Yesterday I was in the kitchen with my daughters. Felicity was being a bit cranky, so Halle played the part of concerned mom and said, "Aw Lissy, it's ok...I'm here!"
Pretty cute (though not quite as cute as this picture of her), but a bit pretentious for anyone but a two year-old to say, right? Think about it: "It's ok, no need to be sad, because I'm here! Why would anyone be sad when I am around?"
Yet these words are awfully similar to what Jesus said in Matthew 9. He was asked why His disciples did not fast, like the disciples of John and the Pharisees. Jesus responded:
"Can the wedding guests mourn as long as the bridegroom is with them? The days will come when the bridegroom is taken away from them, and then they will fast."
In other words: "Fasting is an expression of grief and mourning. But I'm here; how could anyone be mourning?" In a two year-old, it's pretty cute. In an adult, it sounds a bit self-absorbed and pompous.

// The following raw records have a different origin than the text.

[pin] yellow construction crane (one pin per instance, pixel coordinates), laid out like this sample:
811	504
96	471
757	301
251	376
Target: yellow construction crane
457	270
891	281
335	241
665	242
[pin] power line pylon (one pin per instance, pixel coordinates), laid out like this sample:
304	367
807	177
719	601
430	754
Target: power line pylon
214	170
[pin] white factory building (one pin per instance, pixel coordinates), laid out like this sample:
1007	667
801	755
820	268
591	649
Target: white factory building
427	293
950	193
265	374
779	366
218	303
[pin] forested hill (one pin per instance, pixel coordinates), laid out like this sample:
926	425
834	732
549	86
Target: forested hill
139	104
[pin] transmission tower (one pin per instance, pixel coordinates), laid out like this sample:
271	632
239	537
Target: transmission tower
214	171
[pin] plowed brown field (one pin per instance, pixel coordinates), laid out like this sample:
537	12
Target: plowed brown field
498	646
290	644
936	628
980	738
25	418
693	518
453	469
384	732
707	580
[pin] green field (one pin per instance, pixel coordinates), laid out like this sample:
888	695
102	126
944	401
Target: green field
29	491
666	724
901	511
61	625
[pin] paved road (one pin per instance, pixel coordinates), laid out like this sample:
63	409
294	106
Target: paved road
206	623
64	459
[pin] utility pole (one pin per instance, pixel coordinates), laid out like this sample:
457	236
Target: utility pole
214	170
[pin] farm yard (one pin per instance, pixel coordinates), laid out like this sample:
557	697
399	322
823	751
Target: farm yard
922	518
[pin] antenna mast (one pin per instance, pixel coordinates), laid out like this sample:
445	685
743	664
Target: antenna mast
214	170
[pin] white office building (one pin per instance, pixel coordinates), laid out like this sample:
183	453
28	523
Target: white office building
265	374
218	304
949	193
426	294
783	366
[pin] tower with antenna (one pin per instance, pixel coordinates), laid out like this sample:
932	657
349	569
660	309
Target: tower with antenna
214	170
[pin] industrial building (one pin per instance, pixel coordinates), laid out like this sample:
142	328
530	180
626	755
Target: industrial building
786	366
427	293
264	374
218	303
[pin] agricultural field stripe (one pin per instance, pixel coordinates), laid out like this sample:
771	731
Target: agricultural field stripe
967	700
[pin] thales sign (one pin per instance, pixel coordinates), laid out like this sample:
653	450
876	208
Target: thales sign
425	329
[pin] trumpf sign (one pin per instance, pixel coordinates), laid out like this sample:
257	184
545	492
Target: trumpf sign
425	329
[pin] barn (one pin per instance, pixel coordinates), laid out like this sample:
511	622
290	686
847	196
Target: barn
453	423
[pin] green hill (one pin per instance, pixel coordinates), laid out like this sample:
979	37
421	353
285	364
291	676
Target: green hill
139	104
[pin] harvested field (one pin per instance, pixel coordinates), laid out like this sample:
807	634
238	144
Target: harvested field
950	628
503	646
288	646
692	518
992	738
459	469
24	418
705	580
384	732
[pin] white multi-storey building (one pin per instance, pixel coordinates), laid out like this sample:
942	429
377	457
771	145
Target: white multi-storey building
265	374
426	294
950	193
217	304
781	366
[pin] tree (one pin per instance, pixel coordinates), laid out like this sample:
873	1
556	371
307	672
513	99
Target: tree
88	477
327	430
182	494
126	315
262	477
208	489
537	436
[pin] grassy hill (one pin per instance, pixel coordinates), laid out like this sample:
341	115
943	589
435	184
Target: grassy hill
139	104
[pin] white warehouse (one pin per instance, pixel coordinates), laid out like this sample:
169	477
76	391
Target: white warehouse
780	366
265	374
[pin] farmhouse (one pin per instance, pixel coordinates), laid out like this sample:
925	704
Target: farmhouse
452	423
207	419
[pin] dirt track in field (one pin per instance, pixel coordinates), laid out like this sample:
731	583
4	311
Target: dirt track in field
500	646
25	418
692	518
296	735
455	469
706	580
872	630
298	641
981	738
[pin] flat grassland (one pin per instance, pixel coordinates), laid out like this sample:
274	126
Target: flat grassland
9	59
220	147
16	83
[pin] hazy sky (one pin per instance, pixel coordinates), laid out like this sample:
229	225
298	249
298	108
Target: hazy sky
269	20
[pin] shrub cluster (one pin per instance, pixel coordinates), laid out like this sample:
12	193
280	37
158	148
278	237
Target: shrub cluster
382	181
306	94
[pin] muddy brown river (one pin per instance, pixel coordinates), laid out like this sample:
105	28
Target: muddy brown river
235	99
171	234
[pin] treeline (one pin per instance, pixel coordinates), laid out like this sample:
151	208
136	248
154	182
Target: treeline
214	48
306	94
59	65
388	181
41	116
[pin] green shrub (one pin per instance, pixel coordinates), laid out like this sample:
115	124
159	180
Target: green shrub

If Jesus were just an ordinary man, it would be pompous. But Jesus is no ordinary man; He was the One in whom there is fullness of joy, the happiest being in the entire universe (Hebrews 1:9).
Those who want to dismiss Jesus as simply a "good moral teacher" must reckon with this: how does a "good man" make this kind of claim about Himself? Either He is much more than a good man, or He is a very wicked man to exalt Himself like this. But simply labeling Him as a good guy just won't do, given the evidence we have of Him.